I am a transportation junkie. Years ago, in another life, I took a heavy dose of transportation planning, economics, and policy classes, and had an excellent teacher who turned me onto it. One summer, I actually worked at the Port of Boston — splitting time between the Airport and economic development office, and then container port. This is why I geek out about Uber, Lyft, and Sidecar, as well as other ones popping up like Scoot, or even new devices like Boosted Boards — all of these products and services have sprouted up at the same time, driven by mobile devices and the SF Bay Area’s unique (and sad) issues related to outdated and insufficient public transportation.

So, when I heard about Chariot in San Francisco, I got really excited. Make sure to follow @ChariotSF on Twitter if you also geek out about this stuff. It sounds like they’re just starting, but the service is essentially a private shuttle that carries folks between only the Marina and downtown SF. In transport-speak, Chariot offers a point-to-point route where it can reasonably estimate demand at both ends of their inaugural route. For $6 round-trip, Chariot will whisk passengers from the Marina to work downtown and then back, entirely bypassing the public bus system and all the stops those make along the way — assuming those are on time or not filled to the gills. (A friend of a friend on Twitter tried it out, at my request, and reported back that she loved the service and would definitely take it again.) It’s not difficult to envision Chariot, if successful, expanding to Noe Valley (to supplement the J-Church) or other known neighborhoods with enough demand, like Laurel Heights/Village, Inner Sunset, and on and on. If this does take off, expect there to be more “private bus” backlash, but at the same time, nothing can really stop this from happening.

In airline networks, most of the big ones operate with hub-and-spoke models, which lets them handle more passengers, more routes, and (at times) more efficiencies. But, these networks are more complex. Newer airlines, such as JetBlue, Southwest, and Virgin, do offer connecting routes, but generally don’t have hubs and instead operate as point-to-point routes. This helps them be efficient, estimate demand (they rarely “oversell” flights), better estimate fuel spend (and hedge fuel risk). Now, if we think about transport options (not including biking or walking) within a city like SF, there are private professional (Uber) and peer-to-peer car services (UberX, Lyft, Sidecar), there are car-sharing options (Getaround, Zipcar), there are public options like Muni cars and SF Muni buses, and there are things like Scoot (scootersharing) and soon to be LeapTransit. In the case of Chariot’s original route selection, people in the Marina have 2-3 options for buses to get downtown.

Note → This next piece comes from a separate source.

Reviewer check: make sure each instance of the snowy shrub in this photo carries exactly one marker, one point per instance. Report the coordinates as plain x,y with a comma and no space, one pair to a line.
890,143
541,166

Now, Chariot fits in between the public option and the more private or peer-to-peer option — and it’s priced in the middle, as well. And, Chariot can just carve out more point-to-point routes and appeal to riders who would be willing to pay more than the average daily fare and have a normal ride to work without all the stops, crowds, and the like. As the city becomes more crowded without adding more public transport inventory, I can see many professionals who live and work in SF willing to pay a bit more for this convenience. Good idea. Raises tough issues, but reality is indifferent. Ultimately, consumers may vote for point-to-point with their feet and fingertips.